Figure 2.2: GC roots are objects that are themselves referenced by the JVM and thus keep every other object from being garbage-collected.
Therefore, a simple Java application has the following GC roots:
- Local variables in the main method
- The main thread
- Static variables of the main class
Marking and Sweeping Away Garbage
To determine which objects are no longer in use, the JVM intermittently runs what
is very aptly called a
mark-and-sweep algorithm. As you might intuit, it’s a straightforward, two-step
process:
- The algorithm traverses all object references, starting with the GC roots, and marks
every object found as alive.
- All of the heap memory that is not occupied by marked objects is reclaimed. It is
simply marked as free, essentially swept free of unused objects.

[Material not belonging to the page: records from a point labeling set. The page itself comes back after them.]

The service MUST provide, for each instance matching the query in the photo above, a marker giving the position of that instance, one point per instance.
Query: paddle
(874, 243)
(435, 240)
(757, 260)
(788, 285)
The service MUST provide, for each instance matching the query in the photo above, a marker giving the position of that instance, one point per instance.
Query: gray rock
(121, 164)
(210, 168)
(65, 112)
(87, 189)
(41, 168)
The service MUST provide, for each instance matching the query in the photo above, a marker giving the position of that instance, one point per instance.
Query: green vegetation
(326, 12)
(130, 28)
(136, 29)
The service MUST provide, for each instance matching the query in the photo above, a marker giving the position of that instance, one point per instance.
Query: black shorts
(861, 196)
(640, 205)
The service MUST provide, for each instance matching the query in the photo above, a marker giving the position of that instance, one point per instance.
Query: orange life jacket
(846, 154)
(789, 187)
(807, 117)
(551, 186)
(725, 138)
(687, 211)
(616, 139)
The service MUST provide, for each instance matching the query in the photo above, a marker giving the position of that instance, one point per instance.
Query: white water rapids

Garbage collection is intended to remove the cause for classic memory leaks: unreachable-but-not-deleted objects in memory. However, this works only for memory leaks in the original sense. It’s possible to have unused objects that are still reachable by an application because the developer simply forgot to dereference them. Such objects cannot be garbage-collected. Even worse, such a logical memory leak cannot be detected by any software (see Figure 2.3). Even the best analysis software can only highlight suspicious objects. We will examine memory leak analysis in the Analyzing the Performance Impact of Memory Utilization and Garbage Collection section, below.
Figure 2.3: When objects are no longer referenced directly or indirectly by a GC root, they will be removed. There are no classic memory leaks. Analysis cannot really identify memory leaks; it can only point out suspicious objects.